The first part of the thesis introduces a Latent Safety-Constrained Policy framework for safe offline RL. We address the inherent trade-off between safety enforcement and reward maximization by learning a latent representation of safety constraints using a Conditional Variational Autoencoder (CVAE). The learned latent space allows us to decouple safety modeling from reward learning. We then formulate a constrained reward-return maximization problem in this latent space, optimizing a policy via reward-weighted advantage regression that remains compliant with inferred safety boundaries. The proposed approach is grounded in theoretical analysis, including performance bounds and sample complexity estimates, and empirically validated on benchmark tasks, including high-risk autonomous driving scenarios. Results demonstrate significant improvements in both safety compliance and cumulative reward compared to existing baselines.

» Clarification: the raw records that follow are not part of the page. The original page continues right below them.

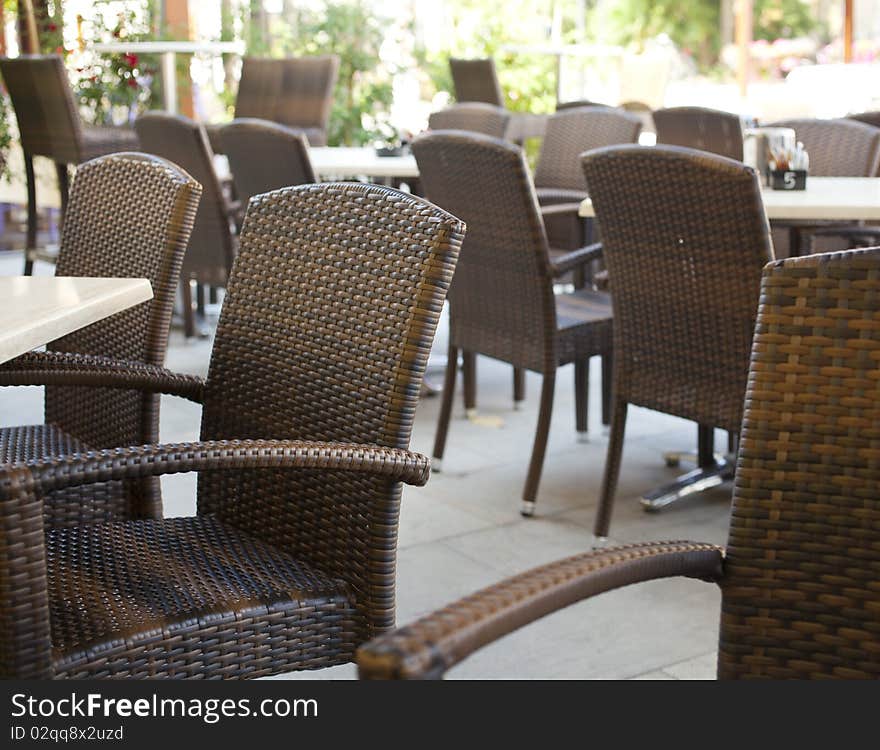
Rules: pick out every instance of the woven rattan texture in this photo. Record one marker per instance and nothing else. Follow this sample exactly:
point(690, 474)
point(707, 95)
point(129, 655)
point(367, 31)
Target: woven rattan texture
point(838, 148)
point(476, 81)
point(800, 595)
point(294, 91)
point(152, 579)
point(704, 129)
point(264, 156)
point(502, 298)
point(335, 306)
point(869, 118)
point(129, 216)
point(684, 240)
point(570, 133)
point(473, 117)
point(325, 334)
point(431, 645)
point(182, 141)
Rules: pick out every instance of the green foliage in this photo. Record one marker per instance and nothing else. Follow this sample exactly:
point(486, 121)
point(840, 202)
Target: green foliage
point(352, 30)
point(785, 19)
point(118, 82)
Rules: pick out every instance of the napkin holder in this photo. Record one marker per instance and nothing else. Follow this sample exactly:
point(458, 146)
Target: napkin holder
point(787, 179)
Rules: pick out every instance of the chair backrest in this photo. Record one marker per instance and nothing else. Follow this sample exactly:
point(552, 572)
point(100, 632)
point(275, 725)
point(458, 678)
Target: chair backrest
point(129, 215)
point(184, 142)
point(292, 91)
point(570, 132)
point(685, 238)
point(265, 156)
point(48, 120)
point(697, 127)
point(474, 117)
point(838, 148)
point(869, 118)
point(476, 80)
point(501, 301)
point(799, 595)
point(324, 335)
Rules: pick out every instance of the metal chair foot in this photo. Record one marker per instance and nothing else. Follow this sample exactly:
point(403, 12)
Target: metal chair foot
point(698, 480)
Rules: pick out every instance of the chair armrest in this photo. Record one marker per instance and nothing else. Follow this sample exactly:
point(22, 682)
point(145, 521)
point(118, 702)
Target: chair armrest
point(560, 209)
point(433, 644)
point(576, 258)
point(174, 458)
point(69, 368)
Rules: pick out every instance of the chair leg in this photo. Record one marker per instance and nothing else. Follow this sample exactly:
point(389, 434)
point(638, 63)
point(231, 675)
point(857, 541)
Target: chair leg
point(469, 373)
point(519, 387)
point(607, 381)
point(200, 299)
point(63, 186)
point(31, 236)
point(581, 398)
point(445, 406)
point(612, 471)
point(189, 320)
point(540, 447)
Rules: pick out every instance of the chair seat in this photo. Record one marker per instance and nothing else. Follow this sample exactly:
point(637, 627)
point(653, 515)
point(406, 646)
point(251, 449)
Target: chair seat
point(34, 442)
point(549, 196)
point(99, 141)
point(583, 319)
point(188, 597)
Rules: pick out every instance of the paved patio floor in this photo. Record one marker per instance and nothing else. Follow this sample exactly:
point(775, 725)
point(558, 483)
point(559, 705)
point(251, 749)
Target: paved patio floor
point(463, 530)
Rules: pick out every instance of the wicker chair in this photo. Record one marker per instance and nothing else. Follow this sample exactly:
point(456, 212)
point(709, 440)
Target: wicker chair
point(292, 91)
point(559, 178)
point(869, 118)
point(129, 215)
point(473, 117)
point(501, 302)
point(307, 414)
point(49, 125)
point(264, 156)
point(697, 127)
point(837, 148)
point(476, 80)
point(798, 577)
point(684, 238)
point(213, 244)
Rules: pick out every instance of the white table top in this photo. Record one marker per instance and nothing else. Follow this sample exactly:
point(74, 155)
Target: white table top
point(826, 198)
point(345, 161)
point(160, 47)
point(40, 309)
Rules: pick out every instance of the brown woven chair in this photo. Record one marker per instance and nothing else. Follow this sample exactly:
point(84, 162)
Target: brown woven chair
point(130, 215)
point(501, 302)
point(292, 91)
point(265, 156)
point(307, 414)
point(476, 80)
point(473, 117)
point(49, 125)
point(871, 118)
point(559, 178)
point(684, 238)
point(213, 243)
point(704, 129)
point(798, 577)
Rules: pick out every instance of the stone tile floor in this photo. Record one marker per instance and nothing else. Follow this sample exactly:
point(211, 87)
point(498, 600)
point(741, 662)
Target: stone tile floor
point(463, 530)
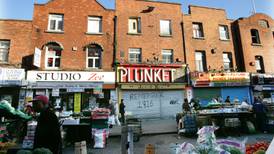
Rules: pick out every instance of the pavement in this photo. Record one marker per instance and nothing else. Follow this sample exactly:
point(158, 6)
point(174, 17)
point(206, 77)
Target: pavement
point(160, 133)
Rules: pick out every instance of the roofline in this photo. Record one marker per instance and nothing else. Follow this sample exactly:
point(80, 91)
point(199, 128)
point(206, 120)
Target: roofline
point(206, 7)
point(155, 1)
point(49, 1)
point(21, 20)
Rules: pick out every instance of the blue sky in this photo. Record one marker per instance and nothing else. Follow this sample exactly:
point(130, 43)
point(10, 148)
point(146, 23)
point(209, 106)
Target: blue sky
point(22, 9)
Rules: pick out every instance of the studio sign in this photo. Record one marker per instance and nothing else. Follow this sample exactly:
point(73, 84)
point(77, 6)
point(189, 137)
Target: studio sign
point(151, 75)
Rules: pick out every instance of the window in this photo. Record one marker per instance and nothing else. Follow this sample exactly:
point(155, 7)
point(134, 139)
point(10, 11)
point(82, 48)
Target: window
point(167, 56)
point(227, 59)
point(259, 64)
point(4, 50)
point(200, 61)
point(255, 36)
point(165, 27)
point(263, 23)
point(94, 56)
point(53, 56)
point(56, 22)
point(134, 25)
point(94, 25)
point(135, 55)
point(198, 30)
point(224, 34)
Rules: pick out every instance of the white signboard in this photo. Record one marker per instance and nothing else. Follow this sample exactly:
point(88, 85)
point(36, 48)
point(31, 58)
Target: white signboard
point(11, 76)
point(37, 57)
point(66, 76)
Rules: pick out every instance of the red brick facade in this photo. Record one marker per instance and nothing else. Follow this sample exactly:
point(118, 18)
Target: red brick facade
point(211, 43)
point(18, 32)
point(248, 50)
point(74, 35)
point(149, 39)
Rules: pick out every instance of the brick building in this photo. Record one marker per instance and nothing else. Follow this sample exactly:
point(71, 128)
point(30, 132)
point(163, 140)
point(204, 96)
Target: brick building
point(208, 39)
point(255, 43)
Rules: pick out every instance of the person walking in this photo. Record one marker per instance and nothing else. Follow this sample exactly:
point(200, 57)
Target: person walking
point(47, 134)
point(122, 111)
point(260, 114)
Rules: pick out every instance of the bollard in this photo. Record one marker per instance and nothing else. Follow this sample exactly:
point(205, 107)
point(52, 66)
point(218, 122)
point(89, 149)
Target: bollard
point(150, 149)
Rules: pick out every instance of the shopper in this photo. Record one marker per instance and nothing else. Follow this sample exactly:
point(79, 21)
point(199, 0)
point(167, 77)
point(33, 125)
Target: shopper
point(122, 111)
point(47, 134)
point(260, 114)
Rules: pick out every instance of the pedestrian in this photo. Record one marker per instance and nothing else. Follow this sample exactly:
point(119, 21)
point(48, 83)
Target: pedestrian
point(260, 114)
point(47, 133)
point(186, 106)
point(227, 100)
point(122, 111)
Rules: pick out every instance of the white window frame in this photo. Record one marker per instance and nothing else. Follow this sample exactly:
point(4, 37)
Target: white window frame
point(54, 58)
point(199, 61)
point(57, 18)
point(4, 50)
point(226, 61)
point(224, 33)
point(94, 25)
point(165, 28)
point(136, 51)
point(197, 29)
point(169, 53)
point(134, 25)
point(94, 59)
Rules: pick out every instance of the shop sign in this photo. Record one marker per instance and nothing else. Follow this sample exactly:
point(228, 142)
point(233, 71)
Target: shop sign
point(260, 79)
point(77, 102)
point(220, 79)
point(11, 76)
point(150, 74)
point(66, 76)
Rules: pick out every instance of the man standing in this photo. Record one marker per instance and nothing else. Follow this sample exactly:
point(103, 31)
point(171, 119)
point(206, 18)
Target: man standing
point(47, 134)
point(122, 110)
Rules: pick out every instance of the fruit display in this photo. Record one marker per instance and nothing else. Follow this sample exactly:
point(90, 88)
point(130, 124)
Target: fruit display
point(257, 148)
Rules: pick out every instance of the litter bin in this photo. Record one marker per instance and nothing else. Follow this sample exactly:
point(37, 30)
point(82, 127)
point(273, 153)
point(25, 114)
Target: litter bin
point(136, 125)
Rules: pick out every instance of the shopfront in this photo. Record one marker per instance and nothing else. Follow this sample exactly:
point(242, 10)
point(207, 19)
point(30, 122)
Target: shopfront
point(207, 86)
point(151, 91)
point(11, 81)
point(71, 91)
point(263, 86)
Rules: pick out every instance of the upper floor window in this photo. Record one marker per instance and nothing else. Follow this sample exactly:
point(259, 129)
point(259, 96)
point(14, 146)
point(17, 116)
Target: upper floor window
point(56, 22)
point(167, 56)
point(4, 50)
point(227, 59)
point(134, 25)
point(259, 64)
point(135, 55)
point(263, 23)
point(165, 27)
point(197, 30)
point(94, 25)
point(255, 36)
point(200, 61)
point(93, 56)
point(53, 55)
point(224, 34)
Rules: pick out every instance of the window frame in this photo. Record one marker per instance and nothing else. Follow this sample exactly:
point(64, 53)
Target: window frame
point(98, 19)
point(225, 31)
point(131, 29)
point(99, 57)
point(163, 30)
point(5, 50)
point(131, 51)
point(56, 19)
point(199, 32)
point(54, 59)
point(167, 52)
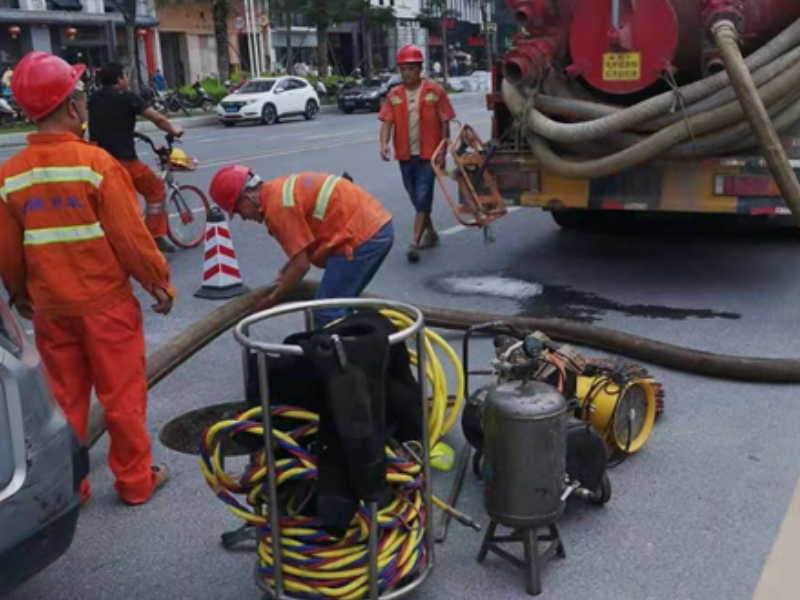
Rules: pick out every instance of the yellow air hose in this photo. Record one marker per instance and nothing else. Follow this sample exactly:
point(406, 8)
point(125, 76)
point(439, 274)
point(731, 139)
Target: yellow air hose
point(317, 563)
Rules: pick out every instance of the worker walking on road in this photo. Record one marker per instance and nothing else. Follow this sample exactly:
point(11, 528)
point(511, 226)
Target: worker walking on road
point(112, 120)
point(318, 219)
point(70, 239)
point(417, 116)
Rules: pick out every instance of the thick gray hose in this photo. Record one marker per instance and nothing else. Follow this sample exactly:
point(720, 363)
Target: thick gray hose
point(728, 43)
point(560, 101)
point(725, 95)
point(656, 106)
point(785, 113)
point(658, 143)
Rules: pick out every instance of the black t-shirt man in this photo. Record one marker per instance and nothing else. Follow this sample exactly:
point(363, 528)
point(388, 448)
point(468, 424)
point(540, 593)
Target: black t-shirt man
point(112, 120)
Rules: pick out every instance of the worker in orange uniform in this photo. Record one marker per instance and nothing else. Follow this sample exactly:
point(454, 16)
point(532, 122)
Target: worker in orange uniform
point(417, 116)
point(112, 120)
point(318, 219)
point(70, 239)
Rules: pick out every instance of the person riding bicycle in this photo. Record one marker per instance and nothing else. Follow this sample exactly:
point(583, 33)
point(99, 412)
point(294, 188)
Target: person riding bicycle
point(112, 121)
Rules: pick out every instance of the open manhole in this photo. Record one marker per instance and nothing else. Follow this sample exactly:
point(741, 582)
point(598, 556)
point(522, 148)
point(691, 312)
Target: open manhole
point(183, 433)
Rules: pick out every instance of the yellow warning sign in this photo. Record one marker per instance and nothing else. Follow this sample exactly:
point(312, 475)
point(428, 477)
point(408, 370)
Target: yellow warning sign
point(622, 66)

The second part of the thesis addresses the high inference cost and training instability of iterative generative policies, such as diffusion models, in offline RL. We propose the Single-Step Completion Policy (SSCP), a novel generative actor trained via an augmented flow-matching objective that directly predicts the action completion vector from intermediate flow states. SSCP eliminates the need for multistep sampling or long backpropagation chains, achieving one-shot action generation without sacrificing expressiveness. Integrated within an off-policy actor-critic framework, SSCP scales to both offline and offline-to-online RL settings. Further, this idea can be extended to goal-conditioned scenarios to exploit subgoal structures in long-horizon tasks without hierarchical decomposition. Experimental results across standard offline RL and behavior cloning benchmarks highlight SSCP’s strong performance, fast inference, and policy flexibility.
Collectively, these contributions offer scalable solutions to critical challenges in offline RL by enabling safe, efficient, and expressive policy learning. The methods developed in this thesis lay the foundations for the deployment of RL agents in real-world applications with resources and safety constraints.